How Wall Street Trades
a large part of Wall Street trading is a super money-maker, even if the way it's conducted is a drag for the average investor. A decade ago, Wall Street garnered most of its revenues from fee-based businesses, including M&A advisory, brokerage, equity and debt underwriting, and asset management. Today, over 60% of revenues flow from trading.
It's important to realize that trading falls into two distinct categories, call them part A and part B. Wall Street firms occupy a highly privileged position for viewing which investors are buying which stocks and bonds. That's because their primary clients, often through their prime brokerage businesses, are the world's biggest investors, mutual funds. Anyone who's worked as a Wall Street trader will tell you that the firms use their market intelligence to trade for their own accounts.
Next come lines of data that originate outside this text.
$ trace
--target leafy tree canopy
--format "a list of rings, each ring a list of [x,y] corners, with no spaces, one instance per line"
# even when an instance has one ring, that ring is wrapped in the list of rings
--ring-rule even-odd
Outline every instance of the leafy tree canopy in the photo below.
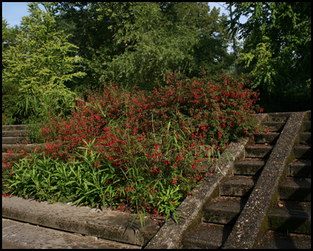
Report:
[[[42,119],[50,109],[65,111],[74,98],[65,84],[85,75],[76,70],[81,59],[69,56],[77,46],[57,31],[54,4],[42,4],[45,11],[37,3],[29,3],[30,15],[22,18],[16,44],[3,54],[3,81],[18,87],[19,112],[28,119]]]
[[[239,61],[252,86],[272,94],[311,89],[311,3],[236,2],[232,31],[245,39]],[[234,9],[234,8],[233,8]],[[244,24],[241,16],[248,17]]]
[[[115,79],[151,88],[166,71],[221,73],[232,63],[225,15],[207,3],[71,2],[58,5],[89,85]],[[99,81],[101,79],[101,81]]]

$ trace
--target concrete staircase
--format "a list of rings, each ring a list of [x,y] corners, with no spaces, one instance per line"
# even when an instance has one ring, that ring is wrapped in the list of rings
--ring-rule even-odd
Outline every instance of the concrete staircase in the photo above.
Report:
[[[22,147],[35,147],[35,144],[24,144],[29,133],[25,125],[2,126],[2,155],[10,149],[17,153]],[[132,222],[135,216],[3,196],[2,248],[140,248],[156,233],[163,220],[146,218],[142,227],[138,218]]]
[[[198,213],[184,201],[185,218],[166,222],[146,248],[310,248],[311,113],[259,119],[273,131],[230,145],[227,176],[186,199]]]
[[[29,142],[29,128],[26,125],[2,126],[2,156],[6,156],[9,150],[17,155],[17,151],[22,148],[35,148],[35,144],[25,144]]]
[[[268,231],[257,248],[310,248],[311,242],[311,116],[303,121],[293,160],[268,213]]]
[[[220,172],[178,208],[178,224],[131,226],[129,213],[2,197],[2,248],[310,248],[311,113],[259,119],[273,132],[232,142]]]

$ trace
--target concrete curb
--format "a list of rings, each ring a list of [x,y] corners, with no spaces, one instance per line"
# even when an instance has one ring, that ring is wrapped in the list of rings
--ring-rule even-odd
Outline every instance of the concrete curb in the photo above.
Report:
[[[134,215],[88,206],[48,204],[22,197],[2,197],[2,217],[70,232],[96,236],[138,246],[145,245],[159,228],[156,221],[145,219],[142,228]]]
[[[223,248],[253,248],[267,231],[267,213],[278,202],[278,187],[284,178],[305,114],[295,112],[290,115]]]
[[[239,142],[231,143],[225,149],[229,154],[230,162],[223,153],[221,155],[220,169],[223,174],[232,172],[235,160],[243,155],[244,146],[248,139]],[[220,172],[216,172],[211,176],[204,178],[201,185],[195,189],[193,196],[186,197],[177,208],[177,212],[183,218],[179,218],[176,223],[170,218],[158,233],[152,238],[145,248],[168,249],[181,248],[181,243],[188,231],[202,222],[202,211],[204,205],[211,199],[218,196],[219,184],[225,179]]]
[[[266,114],[257,114],[261,122],[266,119]],[[245,146],[249,141],[246,138],[239,142],[232,142],[221,155],[218,167],[223,174],[216,172],[214,175],[204,178],[200,185],[195,189],[193,196],[186,197],[177,208],[183,218],[176,223],[172,218],[164,223],[158,233],[151,239],[145,248],[169,249],[182,248],[182,241],[188,232],[202,222],[202,208],[211,199],[218,196],[219,185],[227,178],[232,175],[235,161],[243,158]],[[225,153],[227,153],[230,162]]]

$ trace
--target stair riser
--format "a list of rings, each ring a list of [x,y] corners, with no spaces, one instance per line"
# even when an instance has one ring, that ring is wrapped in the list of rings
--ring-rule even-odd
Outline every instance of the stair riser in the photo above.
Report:
[[[301,126],[301,131],[311,132],[311,121],[303,121]]]
[[[273,146],[252,146],[245,148],[246,158],[268,158],[271,154]]]
[[[311,165],[300,165],[294,163],[290,165],[290,174],[293,177],[311,178]]]
[[[311,234],[311,221],[308,218],[287,218],[268,216],[268,229],[283,232]]]
[[[261,133],[255,136],[254,141],[256,144],[275,144],[279,135],[278,132]]]
[[[271,132],[280,132],[282,130],[284,122],[264,122],[262,123],[264,126],[273,128]]]
[[[236,163],[234,167],[234,174],[235,175],[255,175],[259,176],[263,167],[264,162],[256,162],[253,161],[243,161]]]
[[[299,135],[300,142],[304,142],[311,144],[311,132],[301,132]]]
[[[311,158],[311,146],[294,147],[294,158],[301,159]]]
[[[311,188],[296,188],[281,185],[278,188],[278,197],[280,199],[310,202]]]
[[[253,185],[248,184],[223,184],[220,187],[220,196],[247,197],[251,192]]]
[[[210,223],[234,225],[239,213],[239,210],[238,211],[206,210],[203,211],[203,218],[204,222]]]

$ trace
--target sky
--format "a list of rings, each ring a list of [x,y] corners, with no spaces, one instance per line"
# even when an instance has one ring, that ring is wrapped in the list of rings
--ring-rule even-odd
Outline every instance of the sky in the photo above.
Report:
[[[220,8],[220,13],[227,15],[227,11],[220,6],[225,6],[225,2],[212,2],[209,3],[209,5],[211,9],[214,6]],[[39,6],[40,6],[40,4]],[[20,25],[22,17],[29,15],[27,10],[27,2],[2,2],[2,17],[3,17],[10,27]],[[243,20],[241,20],[240,21]]]

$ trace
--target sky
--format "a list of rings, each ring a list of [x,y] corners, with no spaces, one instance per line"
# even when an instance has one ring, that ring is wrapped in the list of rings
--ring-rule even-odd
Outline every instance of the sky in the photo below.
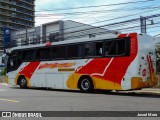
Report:
[[[36,26],[56,20],[73,20],[123,33],[140,33],[140,21],[108,25],[160,13],[160,0],[36,0],[35,5]],[[153,36],[160,33],[160,16],[147,19],[147,33]]]

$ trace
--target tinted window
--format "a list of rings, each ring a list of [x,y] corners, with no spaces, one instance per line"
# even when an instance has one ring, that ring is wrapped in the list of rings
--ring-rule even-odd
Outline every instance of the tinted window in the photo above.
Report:
[[[83,44],[74,44],[67,46],[68,58],[81,58],[83,57]]]
[[[35,59],[35,50],[24,50],[23,51],[23,60],[34,60]]]
[[[37,49],[37,59],[50,59],[50,48]]]
[[[95,49],[96,49],[96,56],[102,56],[103,51],[103,44],[102,42],[96,42],[95,43]]]
[[[54,46],[52,47],[53,59],[65,59],[66,58],[66,46]]]
[[[86,43],[85,44],[85,56],[93,56],[94,55],[94,43]]]
[[[104,43],[104,55],[123,55],[125,54],[125,40],[106,41]]]

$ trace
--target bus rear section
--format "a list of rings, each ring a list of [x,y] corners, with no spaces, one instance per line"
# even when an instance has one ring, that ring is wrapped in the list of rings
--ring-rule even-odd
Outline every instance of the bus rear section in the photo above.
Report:
[[[7,64],[7,82],[22,88],[83,92],[131,90],[156,84],[151,37],[130,33],[90,39],[13,49]]]

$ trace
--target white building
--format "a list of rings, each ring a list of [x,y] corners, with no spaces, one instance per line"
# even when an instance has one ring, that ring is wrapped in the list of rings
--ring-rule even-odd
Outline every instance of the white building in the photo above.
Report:
[[[95,27],[71,20],[55,21],[42,26],[11,32],[10,46],[29,45],[75,38],[97,37],[99,35],[119,34],[104,28]]]

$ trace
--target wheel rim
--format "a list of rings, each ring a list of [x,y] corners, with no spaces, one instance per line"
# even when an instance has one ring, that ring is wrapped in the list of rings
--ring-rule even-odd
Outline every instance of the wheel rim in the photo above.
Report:
[[[90,82],[89,82],[89,80],[88,80],[88,79],[82,80],[82,82],[81,82],[81,88],[82,88],[83,90],[88,90],[89,87],[90,87]]]
[[[21,79],[21,86],[25,86],[26,85],[26,80],[25,79]]]

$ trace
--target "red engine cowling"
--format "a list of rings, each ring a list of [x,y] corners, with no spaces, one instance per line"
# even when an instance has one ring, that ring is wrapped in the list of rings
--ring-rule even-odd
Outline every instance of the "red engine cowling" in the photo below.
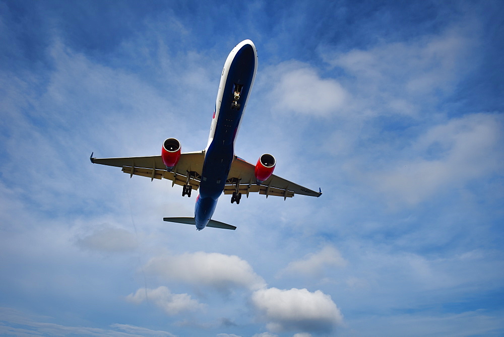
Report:
[[[259,160],[256,164],[256,169],[254,170],[254,175],[258,184],[262,183],[271,176],[276,163],[275,157],[267,153],[259,157]]]
[[[161,157],[166,168],[175,167],[180,158],[180,142],[174,138],[168,138],[163,143]]]

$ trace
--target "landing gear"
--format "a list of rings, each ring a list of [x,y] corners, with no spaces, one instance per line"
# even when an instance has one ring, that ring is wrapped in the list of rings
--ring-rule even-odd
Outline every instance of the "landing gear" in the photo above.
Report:
[[[187,179],[184,185],[184,188],[182,190],[182,196],[187,195],[191,197],[191,192],[193,190],[193,186],[189,183],[191,180],[191,176],[193,175],[192,172],[187,172]]]
[[[241,199],[241,193],[236,194],[236,192],[233,192],[233,195],[231,197],[231,203],[233,204],[236,201],[236,205],[239,205],[240,199]]]
[[[241,93],[241,89],[243,86],[235,84],[233,87],[233,101],[231,103],[231,109],[239,110],[241,107],[241,104],[238,103],[238,101],[240,100],[240,94]]]
[[[240,187],[240,182],[241,181],[241,179],[236,181],[236,190],[233,192],[233,195],[231,197],[231,204],[233,204],[234,201],[236,201],[236,205],[239,205],[240,204],[240,199],[241,199],[241,193],[238,191],[238,190]]]
[[[182,190],[182,196],[185,196],[186,195],[191,197],[191,192],[193,190],[193,186],[191,185],[184,185],[184,188]]]

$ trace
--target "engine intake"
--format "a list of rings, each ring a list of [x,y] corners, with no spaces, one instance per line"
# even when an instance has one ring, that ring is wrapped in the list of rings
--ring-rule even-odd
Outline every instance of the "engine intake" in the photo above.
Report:
[[[168,138],[163,143],[161,157],[163,163],[169,170],[176,166],[180,158],[180,142],[175,138]]]
[[[270,154],[265,153],[259,157],[254,170],[254,175],[258,184],[262,183],[271,176],[276,163],[275,157]]]

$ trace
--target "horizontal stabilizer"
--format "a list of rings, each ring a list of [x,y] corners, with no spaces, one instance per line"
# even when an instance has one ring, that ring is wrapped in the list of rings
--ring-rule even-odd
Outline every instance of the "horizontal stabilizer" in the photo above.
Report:
[[[187,225],[196,225],[196,222],[195,221],[194,218],[163,218],[163,220],[164,221],[168,221],[168,222],[176,222],[178,224],[186,224]],[[220,221],[216,221],[215,220],[212,220],[208,222],[208,224],[207,225],[207,227],[213,227],[214,228],[222,228],[223,229],[231,229],[232,230],[234,230],[236,229],[235,226],[228,225],[227,224],[225,224],[223,222],[221,222]]]

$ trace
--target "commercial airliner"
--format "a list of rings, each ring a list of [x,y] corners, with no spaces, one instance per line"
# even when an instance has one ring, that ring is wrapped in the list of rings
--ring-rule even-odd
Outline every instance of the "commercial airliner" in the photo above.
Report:
[[[240,203],[242,194],[251,192],[291,197],[295,194],[319,197],[322,194],[278,177],[273,170],[276,160],[269,154],[262,155],[254,165],[234,154],[236,134],[246,107],[257,72],[257,51],[250,40],[231,50],[221,75],[210,134],[206,148],[182,153],[180,143],[168,138],[163,143],[160,156],[96,158],[92,163],[122,168],[122,172],[155,179],[167,179],[183,186],[182,196],[191,197],[199,189],[194,218],[164,218],[165,221],[205,227],[236,229],[236,227],[211,219],[222,192],[231,194],[231,203]]]

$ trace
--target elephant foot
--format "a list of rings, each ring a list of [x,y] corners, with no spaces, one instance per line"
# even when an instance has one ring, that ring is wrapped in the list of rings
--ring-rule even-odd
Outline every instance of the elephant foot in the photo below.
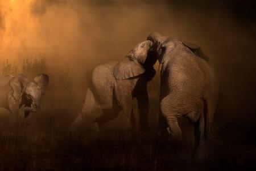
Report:
[[[100,132],[100,129],[97,123],[93,123],[90,125],[90,129],[95,132]]]

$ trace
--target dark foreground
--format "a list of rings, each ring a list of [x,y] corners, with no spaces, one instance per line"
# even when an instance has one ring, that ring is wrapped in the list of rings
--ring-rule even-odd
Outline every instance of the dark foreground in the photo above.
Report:
[[[5,131],[0,134],[0,170],[255,169],[255,131],[234,125],[216,128],[200,159],[191,159],[191,143],[178,147],[181,152],[177,153],[170,143],[144,133],[82,137]]]

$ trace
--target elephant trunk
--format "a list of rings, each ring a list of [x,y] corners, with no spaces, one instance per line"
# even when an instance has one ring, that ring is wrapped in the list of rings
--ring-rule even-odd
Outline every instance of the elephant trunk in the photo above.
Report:
[[[31,104],[31,107],[28,106],[23,107],[22,108],[22,110],[24,112],[36,113],[40,110],[40,106]]]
Though the fund clients complain about the practice, they put up with it. So Wall Street firms enjoy an edge over the rest of us, and use it aggressively. This part of trading is incredibly, even consistently, lucrative.
If Wall Street stopped there, it wouldn't be facing its current crisis. The problem comes with Part B, trading that's potentially dangerous. Wall Street firms can't resist taking big positions in currencies, mortgage backed securities, oil futures, junk bonds or other speculative vehicles, especially when they're hot. It happened in the late 1990s with the Asian Contagion, the LTCM meltdown, and the Russian debt crisis, and again with the tech bubble. When risk premiums on those assets keep falling, as they did consistently from 2002 until the middle of last year, the Wall Street mavens look like geniuses.
But when the risk spreads expand suddenly and dramatically, the story of the last 9 months, the prices of those assets drop sharply. Wall Street leaders from Stan O'Neal, former Merrill Lynch (MER, Fortune 500) CEO, to John Mack, chief of Morgan Stanley, boasted that their firms' skills in risk management would prevent massive losses from proprietary trading, part B, as we call it.
But the enormous profits on the way up was a danger signal that Wall Street was playing on the edge. The losses on the way down are proof that either Wall Street isn't as good at hedging as it claims, or more likely, that too much hedging would spoil the huge profits it craves when markets are roaring.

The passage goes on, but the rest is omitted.